April 06, 2004
1 min read
Save

Classification system proposed for eyes at high risk for rubeosis iridis

Classifying eyes of patients with internal carotid artery occlusion into four types may help clinicians more readily identify those at a high risk for rubeosis iridis, according to a Japanese study.

Takami Yamamoto, MD, and colleagues at the Kyoto Prefectural University of Medicine studied 34 eyes of 32 patients with complete internal carotid artery occlusion to evaluate the risk of rubeosis iridis. The researchers determined blood flow direction in the ophthalmic artery, central retinal artery and short posterior ciliary artery using color Doppler imaging.

The eyes were classified into four groups according to blood flow direction: forward in ophthalmic artery, central retinal artery and posterior ciliary artery (11 patients); reverse flow in ophthalmic artery and forward in the remaining two (12 patients); reverse flow in ophthalmic artery and undetectable flow in the others (eight patients) and undetectable flow in all three (three patients).

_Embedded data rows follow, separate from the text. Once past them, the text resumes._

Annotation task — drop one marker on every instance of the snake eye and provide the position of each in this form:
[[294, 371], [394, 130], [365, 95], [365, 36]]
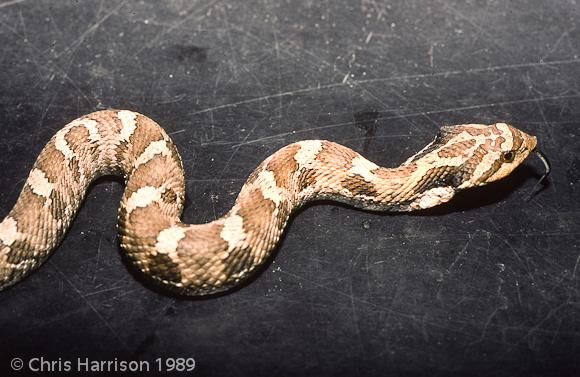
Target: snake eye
[[508, 156]]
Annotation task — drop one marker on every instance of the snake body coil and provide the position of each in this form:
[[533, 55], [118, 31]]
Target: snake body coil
[[208, 258]]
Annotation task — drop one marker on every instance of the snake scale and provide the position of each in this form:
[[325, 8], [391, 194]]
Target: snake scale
[[208, 258]]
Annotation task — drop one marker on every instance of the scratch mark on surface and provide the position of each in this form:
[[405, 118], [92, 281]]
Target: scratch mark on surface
[[9, 3], [79, 41], [392, 78], [576, 267], [91, 306]]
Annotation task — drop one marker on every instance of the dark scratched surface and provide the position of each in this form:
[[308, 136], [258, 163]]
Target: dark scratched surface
[[488, 285]]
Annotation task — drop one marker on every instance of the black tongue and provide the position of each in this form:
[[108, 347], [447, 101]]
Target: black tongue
[[546, 163]]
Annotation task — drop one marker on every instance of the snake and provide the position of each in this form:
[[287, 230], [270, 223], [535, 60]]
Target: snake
[[209, 258]]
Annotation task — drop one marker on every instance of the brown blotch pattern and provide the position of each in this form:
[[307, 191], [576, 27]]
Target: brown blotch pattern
[[162, 267], [335, 155], [357, 185], [455, 149]]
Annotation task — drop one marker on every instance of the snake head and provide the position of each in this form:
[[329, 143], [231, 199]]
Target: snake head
[[493, 152], [511, 147], [471, 155]]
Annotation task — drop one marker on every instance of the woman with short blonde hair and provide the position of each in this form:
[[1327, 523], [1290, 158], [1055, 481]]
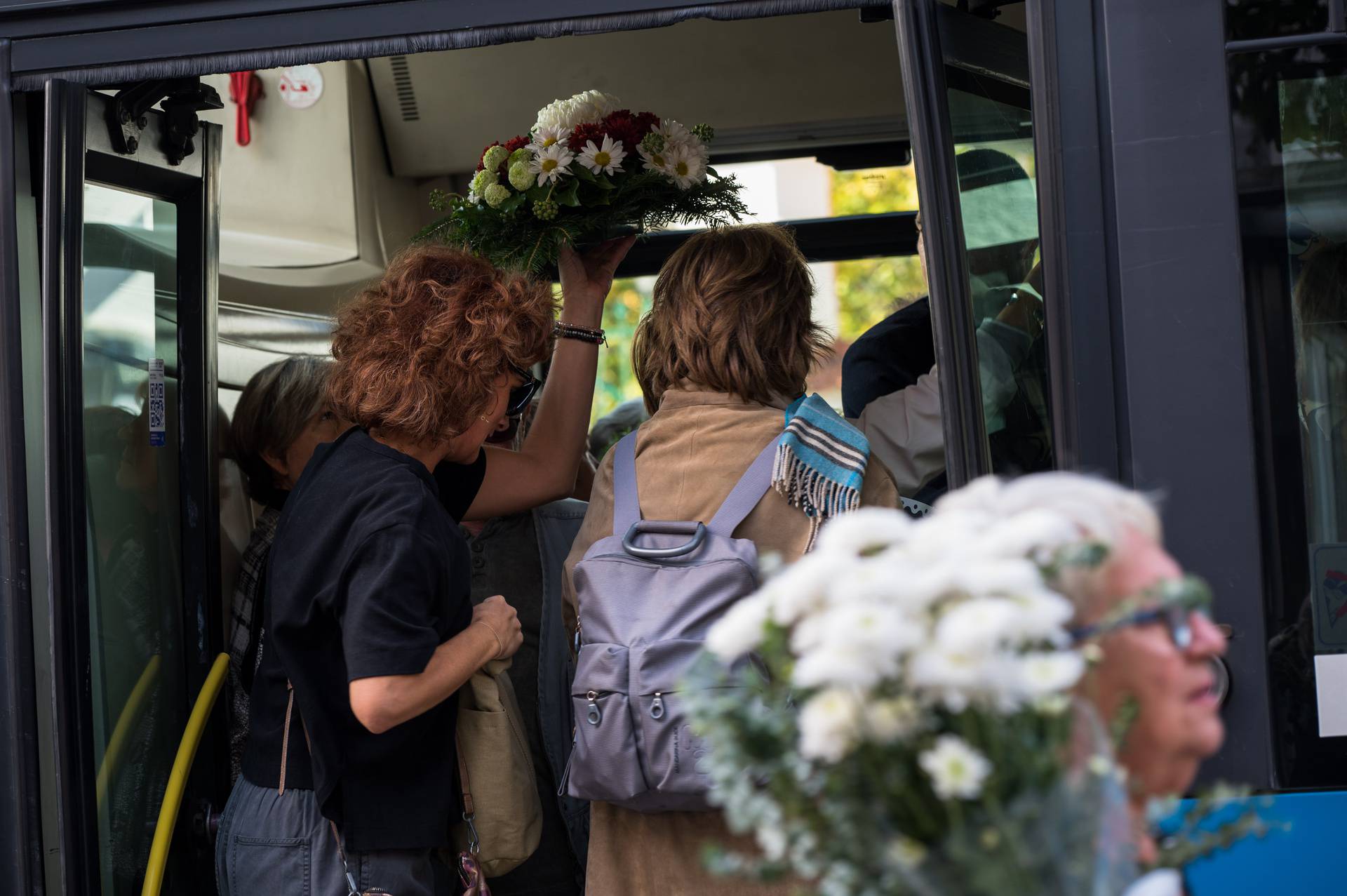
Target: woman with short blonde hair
[[721, 357]]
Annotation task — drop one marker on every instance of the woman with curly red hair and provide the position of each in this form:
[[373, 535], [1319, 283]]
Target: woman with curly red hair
[[370, 627]]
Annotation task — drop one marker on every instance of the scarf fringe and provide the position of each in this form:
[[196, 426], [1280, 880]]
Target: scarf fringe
[[805, 488]]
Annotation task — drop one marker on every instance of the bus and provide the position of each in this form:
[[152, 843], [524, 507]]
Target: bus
[[166, 229]]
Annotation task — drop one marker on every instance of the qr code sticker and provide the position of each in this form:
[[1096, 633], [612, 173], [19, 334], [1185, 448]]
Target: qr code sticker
[[156, 403]]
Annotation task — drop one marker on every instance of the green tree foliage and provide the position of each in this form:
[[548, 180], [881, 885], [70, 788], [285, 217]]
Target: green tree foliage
[[872, 288]]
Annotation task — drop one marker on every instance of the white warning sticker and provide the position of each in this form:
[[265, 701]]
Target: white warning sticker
[[155, 410]]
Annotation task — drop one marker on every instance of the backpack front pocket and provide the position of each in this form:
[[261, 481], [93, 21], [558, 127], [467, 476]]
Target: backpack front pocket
[[605, 763], [675, 759]]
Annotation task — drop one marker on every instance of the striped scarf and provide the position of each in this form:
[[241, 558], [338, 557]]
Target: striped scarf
[[821, 462]]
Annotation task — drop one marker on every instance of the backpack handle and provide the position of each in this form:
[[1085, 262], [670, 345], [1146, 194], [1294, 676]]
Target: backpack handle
[[663, 527]]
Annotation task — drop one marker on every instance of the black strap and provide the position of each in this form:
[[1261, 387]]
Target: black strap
[[248, 666]]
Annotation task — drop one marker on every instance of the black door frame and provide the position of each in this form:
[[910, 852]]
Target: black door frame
[[79, 150]]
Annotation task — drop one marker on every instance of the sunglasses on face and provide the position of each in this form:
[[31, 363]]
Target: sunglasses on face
[[521, 395], [1172, 603]]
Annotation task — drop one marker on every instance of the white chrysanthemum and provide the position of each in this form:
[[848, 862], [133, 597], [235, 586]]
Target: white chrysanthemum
[[1000, 575], [957, 771], [686, 166], [582, 108], [950, 678], [1042, 674], [1038, 533], [864, 533], [1042, 616], [857, 644], [803, 589], [740, 629], [1167, 881], [830, 724], [974, 625], [606, 156], [890, 720], [547, 136], [551, 163]]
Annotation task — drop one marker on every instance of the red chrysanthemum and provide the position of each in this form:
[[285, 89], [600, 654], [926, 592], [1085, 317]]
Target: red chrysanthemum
[[622, 126], [584, 134]]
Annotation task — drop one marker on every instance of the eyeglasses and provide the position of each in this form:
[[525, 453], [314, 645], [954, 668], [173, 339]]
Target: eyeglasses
[[1172, 603], [521, 395]]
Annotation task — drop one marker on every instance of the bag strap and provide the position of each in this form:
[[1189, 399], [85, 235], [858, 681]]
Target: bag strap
[[352, 887], [474, 844], [626, 503], [746, 492]]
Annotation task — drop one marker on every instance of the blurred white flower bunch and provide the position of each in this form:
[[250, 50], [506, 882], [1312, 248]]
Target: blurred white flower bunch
[[891, 620], [894, 710]]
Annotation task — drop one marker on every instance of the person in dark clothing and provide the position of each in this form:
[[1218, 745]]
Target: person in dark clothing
[[888, 375], [370, 624]]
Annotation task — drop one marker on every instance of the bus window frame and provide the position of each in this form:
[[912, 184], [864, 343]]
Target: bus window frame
[[77, 150]]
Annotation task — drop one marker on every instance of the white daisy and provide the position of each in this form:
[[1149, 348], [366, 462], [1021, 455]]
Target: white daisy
[[551, 163], [606, 158], [686, 166], [956, 768], [546, 136]]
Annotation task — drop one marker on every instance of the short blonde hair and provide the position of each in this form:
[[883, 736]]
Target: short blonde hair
[[732, 313]]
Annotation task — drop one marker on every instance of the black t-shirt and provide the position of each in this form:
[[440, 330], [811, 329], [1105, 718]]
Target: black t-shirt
[[367, 577]]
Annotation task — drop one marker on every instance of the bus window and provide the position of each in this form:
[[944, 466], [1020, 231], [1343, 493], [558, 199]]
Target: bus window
[[131, 462], [1294, 197], [993, 154], [850, 295]]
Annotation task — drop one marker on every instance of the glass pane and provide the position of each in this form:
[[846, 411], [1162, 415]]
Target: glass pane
[[1292, 175], [849, 298], [131, 462], [1000, 208], [1250, 19]]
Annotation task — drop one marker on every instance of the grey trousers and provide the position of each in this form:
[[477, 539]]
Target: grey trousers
[[281, 845]]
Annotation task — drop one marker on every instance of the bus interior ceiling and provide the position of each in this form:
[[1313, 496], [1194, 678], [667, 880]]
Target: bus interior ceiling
[[321, 197]]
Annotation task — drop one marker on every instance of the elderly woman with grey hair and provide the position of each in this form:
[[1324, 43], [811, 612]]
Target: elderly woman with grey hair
[[1149, 620], [282, 417]]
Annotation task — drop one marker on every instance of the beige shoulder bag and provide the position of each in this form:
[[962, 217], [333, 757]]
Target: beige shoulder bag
[[503, 817]]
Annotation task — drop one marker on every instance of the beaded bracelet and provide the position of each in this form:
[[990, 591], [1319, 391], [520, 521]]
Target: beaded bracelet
[[582, 333]]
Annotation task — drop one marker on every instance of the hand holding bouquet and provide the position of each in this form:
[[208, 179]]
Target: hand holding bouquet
[[585, 168]]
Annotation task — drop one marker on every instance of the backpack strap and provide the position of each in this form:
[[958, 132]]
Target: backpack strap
[[626, 503], [746, 492]]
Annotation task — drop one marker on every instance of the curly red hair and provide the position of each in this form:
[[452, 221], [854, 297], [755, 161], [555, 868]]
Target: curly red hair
[[421, 351]]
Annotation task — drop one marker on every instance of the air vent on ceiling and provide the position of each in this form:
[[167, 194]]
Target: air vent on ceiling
[[406, 93]]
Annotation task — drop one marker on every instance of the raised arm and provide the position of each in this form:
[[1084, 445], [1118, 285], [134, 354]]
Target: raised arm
[[546, 468]]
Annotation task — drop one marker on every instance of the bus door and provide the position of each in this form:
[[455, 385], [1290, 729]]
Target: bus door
[[966, 81], [128, 229]]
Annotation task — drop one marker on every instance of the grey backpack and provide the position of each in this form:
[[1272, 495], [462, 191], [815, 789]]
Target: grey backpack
[[647, 596]]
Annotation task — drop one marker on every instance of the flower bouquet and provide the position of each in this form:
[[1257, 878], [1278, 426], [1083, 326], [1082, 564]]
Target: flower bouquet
[[907, 721], [585, 170]]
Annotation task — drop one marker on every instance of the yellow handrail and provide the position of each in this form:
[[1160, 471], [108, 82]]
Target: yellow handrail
[[126, 721], [178, 777]]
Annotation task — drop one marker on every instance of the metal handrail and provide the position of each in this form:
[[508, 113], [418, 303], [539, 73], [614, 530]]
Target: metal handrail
[[178, 777]]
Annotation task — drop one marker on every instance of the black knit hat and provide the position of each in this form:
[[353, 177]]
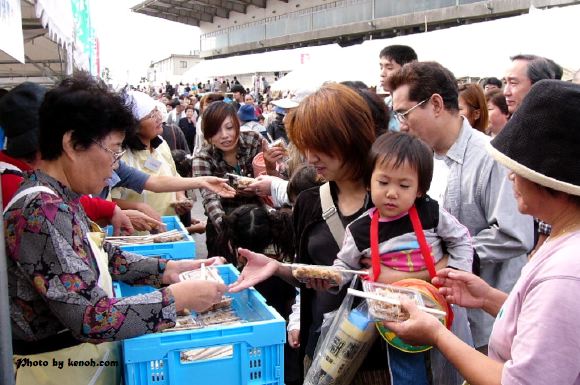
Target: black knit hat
[[19, 118], [541, 141]]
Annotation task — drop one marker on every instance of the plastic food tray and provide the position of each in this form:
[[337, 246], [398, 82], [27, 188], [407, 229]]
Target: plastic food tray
[[386, 311], [251, 352], [304, 272], [170, 250]]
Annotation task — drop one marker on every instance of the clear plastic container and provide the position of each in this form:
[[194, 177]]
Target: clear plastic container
[[390, 311], [210, 273], [239, 182], [304, 272]]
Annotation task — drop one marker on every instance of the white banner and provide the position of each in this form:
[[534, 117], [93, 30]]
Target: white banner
[[11, 38]]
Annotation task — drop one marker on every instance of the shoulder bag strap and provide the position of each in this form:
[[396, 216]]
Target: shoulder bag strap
[[330, 214], [28, 191]]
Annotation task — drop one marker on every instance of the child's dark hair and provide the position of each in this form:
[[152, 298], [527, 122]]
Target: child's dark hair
[[255, 228], [403, 148], [183, 163], [303, 178]]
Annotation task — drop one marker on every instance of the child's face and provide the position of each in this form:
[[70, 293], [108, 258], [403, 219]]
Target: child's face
[[394, 190]]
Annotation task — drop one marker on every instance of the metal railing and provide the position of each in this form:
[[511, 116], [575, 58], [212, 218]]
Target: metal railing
[[312, 19]]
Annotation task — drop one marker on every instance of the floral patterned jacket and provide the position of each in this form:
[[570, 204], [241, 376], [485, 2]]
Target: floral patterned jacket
[[52, 274]]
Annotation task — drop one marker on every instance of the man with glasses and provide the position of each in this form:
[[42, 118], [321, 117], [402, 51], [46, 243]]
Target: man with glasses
[[478, 192], [391, 59]]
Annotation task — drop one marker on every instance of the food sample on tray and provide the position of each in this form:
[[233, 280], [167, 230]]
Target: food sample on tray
[[222, 316], [390, 308], [239, 182], [167, 236], [281, 144], [186, 204], [305, 272], [205, 273]]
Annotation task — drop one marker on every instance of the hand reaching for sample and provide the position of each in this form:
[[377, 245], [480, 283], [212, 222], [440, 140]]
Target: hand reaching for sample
[[272, 155], [218, 185], [318, 284], [121, 223], [462, 288], [176, 267], [258, 268], [143, 222], [262, 185]]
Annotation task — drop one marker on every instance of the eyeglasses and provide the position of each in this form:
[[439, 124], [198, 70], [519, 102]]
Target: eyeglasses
[[402, 116], [155, 114], [116, 155]]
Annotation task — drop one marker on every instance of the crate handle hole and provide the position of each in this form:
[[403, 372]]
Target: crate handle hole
[[205, 354]]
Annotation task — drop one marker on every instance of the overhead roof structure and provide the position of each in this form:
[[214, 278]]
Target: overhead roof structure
[[47, 49], [193, 12]]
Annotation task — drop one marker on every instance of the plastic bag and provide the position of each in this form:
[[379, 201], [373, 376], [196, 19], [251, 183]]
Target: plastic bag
[[444, 373], [342, 349]]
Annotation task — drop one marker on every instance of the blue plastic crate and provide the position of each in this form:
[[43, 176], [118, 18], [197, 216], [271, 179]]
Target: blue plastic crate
[[169, 250], [257, 346]]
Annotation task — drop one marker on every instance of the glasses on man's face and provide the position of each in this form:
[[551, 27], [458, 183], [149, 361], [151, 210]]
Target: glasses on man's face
[[402, 116], [155, 115], [116, 155]]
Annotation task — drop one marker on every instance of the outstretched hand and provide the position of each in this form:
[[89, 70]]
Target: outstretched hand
[[258, 268], [420, 329], [218, 185], [462, 288]]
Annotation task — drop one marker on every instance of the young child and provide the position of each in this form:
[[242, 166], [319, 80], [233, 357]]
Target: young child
[[402, 168]]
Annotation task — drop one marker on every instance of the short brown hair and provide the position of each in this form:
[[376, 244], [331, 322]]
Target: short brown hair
[[336, 121], [400, 148], [473, 95], [213, 117], [210, 98], [425, 79]]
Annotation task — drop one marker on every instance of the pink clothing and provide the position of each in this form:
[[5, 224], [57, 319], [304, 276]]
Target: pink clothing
[[536, 332], [404, 260]]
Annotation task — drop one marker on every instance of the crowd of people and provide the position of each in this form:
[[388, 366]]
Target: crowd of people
[[486, 169]]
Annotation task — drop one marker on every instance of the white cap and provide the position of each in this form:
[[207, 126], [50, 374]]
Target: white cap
[[294, 100], [141, 104]]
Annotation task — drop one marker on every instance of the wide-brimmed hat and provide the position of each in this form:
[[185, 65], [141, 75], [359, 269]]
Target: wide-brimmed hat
[[541, 140], [141, 104], [19, 118], [247, 113]]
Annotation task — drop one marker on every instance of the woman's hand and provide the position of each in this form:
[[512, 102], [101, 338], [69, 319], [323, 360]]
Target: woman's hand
[[420, 329], [143, 222], [318, 284], [197, 295], [462, 288], [121, 222], [217, 185], [272, 155], [262, 185], [176, 267], [294, 338], [258, 268], [182, 206]]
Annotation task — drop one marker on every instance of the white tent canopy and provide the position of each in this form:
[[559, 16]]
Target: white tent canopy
[[284, 60], [44, 24], [480, 49]]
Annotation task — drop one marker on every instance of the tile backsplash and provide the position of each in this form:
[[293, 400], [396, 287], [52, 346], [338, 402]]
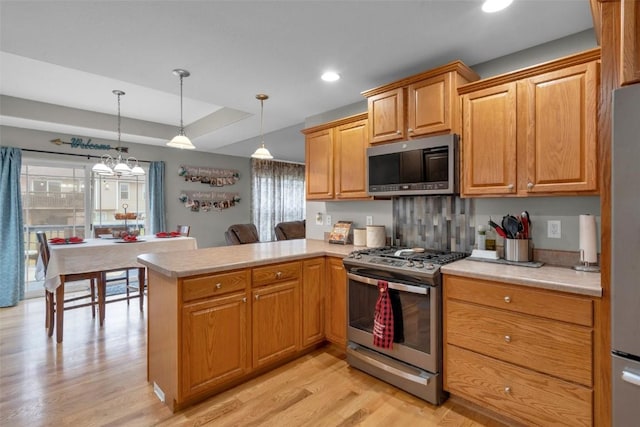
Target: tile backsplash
[[434, 222]]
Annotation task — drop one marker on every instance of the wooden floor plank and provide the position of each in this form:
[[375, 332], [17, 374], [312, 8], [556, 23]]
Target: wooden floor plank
[[97, 377]]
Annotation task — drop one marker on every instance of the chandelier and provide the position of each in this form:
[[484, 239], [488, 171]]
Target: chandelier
[[109, 166], [262, 152], [181, 140]]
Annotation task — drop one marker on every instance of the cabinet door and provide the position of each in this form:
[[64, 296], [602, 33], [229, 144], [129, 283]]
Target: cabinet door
[[276, 322], [489, 141], [213, 355], [430, 106], [313, 284], [319, 164], [386, 116], [336, 296], [350, 161], [559, 110]]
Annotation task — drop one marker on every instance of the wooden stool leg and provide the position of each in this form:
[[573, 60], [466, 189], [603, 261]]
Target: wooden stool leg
[[59, 310], [141, 280]]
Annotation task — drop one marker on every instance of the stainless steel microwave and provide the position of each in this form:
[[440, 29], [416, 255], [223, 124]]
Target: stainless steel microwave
[[427, 166]]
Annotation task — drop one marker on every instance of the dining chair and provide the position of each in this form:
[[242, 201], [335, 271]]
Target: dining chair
[[50, 305], [239, 234], [115, 277], [184, 230]]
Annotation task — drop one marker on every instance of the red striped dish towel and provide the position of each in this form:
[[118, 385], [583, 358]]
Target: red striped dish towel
[[383, 318]]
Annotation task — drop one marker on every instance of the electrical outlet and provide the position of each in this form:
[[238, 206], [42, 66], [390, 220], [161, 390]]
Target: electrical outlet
[[554, 230]]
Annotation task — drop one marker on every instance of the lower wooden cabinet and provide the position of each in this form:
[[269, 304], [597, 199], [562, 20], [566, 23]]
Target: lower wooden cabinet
[[202, 366], [336, 306], [313, 285], [524, 353]]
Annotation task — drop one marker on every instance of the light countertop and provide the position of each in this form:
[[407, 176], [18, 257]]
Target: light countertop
[[546, 277], [224, 258]]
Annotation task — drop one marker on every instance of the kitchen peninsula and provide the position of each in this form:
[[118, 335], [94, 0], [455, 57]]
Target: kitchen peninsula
[[218, 316]]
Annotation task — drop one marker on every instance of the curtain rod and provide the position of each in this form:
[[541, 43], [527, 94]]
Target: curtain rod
[[88, 156]]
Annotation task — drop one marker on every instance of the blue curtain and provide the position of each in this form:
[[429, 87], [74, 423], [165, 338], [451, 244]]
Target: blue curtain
[[156, 197], [11, 227]]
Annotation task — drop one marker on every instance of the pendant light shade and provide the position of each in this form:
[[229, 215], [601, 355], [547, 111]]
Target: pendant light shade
[[109, 166], [181, 141], [262, 152]]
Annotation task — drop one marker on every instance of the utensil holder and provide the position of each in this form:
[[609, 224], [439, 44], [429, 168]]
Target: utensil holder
[[517, 250]]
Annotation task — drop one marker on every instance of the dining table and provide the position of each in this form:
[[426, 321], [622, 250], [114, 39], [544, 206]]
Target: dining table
[[101, 255]]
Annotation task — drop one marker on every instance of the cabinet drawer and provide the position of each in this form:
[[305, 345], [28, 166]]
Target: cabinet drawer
[[526, 396], [217, 284], [276, 273], [556, 348], [538, 302]]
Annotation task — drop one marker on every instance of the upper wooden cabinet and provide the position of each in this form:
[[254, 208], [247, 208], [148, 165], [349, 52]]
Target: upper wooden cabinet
[[419, 105], [532, 131], [336, 161]]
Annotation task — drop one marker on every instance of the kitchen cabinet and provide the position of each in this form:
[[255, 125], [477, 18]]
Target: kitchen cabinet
[[336, 302], [419, 105], [336, 159], [533, 131], [219, 300], [313, 284], [524, 353], [275, 312], [630, 42]]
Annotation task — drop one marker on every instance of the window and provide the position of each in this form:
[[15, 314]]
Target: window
[[277, 195]]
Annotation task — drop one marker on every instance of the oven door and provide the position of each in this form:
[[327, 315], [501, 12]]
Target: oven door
[[417, 319]]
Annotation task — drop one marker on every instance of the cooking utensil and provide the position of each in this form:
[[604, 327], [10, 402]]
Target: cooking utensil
[[498, 229], [511, 225], [526, 224]]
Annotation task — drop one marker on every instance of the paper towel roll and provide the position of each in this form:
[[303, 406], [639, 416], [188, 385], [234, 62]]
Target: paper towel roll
[[359, 236], [376, 236], [588, 246]]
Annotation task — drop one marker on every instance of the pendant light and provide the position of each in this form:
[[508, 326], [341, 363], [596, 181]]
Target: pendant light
[[262, 152], [109, 166], [181, 141]]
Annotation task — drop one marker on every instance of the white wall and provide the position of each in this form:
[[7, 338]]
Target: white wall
[[207, 227]]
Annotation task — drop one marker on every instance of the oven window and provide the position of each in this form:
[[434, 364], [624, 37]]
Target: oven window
[[411, 314]]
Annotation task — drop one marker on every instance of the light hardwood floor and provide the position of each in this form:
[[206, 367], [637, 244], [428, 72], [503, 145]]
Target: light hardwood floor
[[97, 377]]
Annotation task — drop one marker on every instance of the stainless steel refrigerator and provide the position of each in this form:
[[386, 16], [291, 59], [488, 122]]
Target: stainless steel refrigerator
[[625, 257]]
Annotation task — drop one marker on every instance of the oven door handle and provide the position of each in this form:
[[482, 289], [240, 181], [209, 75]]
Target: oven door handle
[[391, 285]]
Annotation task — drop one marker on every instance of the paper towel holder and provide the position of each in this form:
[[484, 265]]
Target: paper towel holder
[[589, 267]]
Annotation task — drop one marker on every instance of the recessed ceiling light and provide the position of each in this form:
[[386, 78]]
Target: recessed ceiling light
[[490, 6], [330, 76]]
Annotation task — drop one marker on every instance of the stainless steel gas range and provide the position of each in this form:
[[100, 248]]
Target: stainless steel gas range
[[411, 277]]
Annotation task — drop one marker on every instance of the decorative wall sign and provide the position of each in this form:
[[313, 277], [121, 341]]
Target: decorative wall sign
[[79, 143], [207, 201], [215, 177]]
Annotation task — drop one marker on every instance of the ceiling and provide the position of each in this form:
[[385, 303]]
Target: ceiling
[[70, 55]]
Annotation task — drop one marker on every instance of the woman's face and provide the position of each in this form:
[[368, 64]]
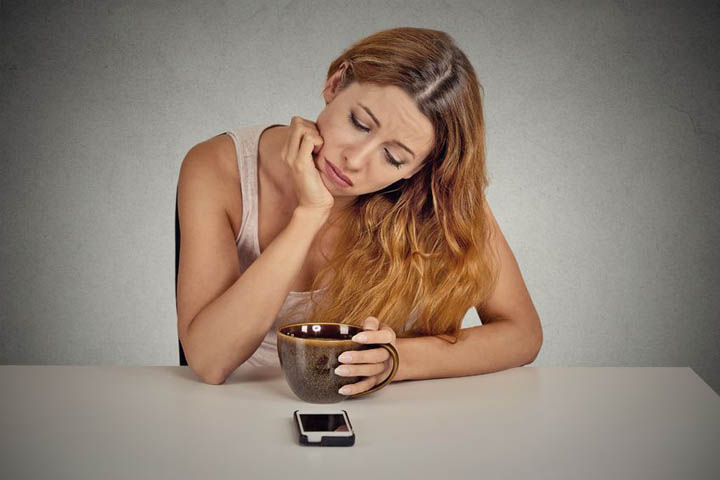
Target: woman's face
[[363, 128]]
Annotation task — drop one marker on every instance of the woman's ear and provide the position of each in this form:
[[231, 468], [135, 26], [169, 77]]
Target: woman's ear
[[333, 83]]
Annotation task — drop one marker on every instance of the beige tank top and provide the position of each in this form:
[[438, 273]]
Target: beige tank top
[[246, 146]]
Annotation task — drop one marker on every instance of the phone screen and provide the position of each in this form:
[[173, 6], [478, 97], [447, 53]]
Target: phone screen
[[321, 422]]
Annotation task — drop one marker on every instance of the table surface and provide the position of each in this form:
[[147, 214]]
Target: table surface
[[80, 422]]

Rubeosis iridis was detected only in eyes with reverse and undetectable flows. Although the ophthalmic artery flow was in opposite directions in the first two groups, those eyes manifested no rubeosis iridis and no difference in the arterial mean blood velocity and resistive index of the central retinal artery and short posterior ciliary artery.

The study is published in the April issue of British Journal of Ophthalmology.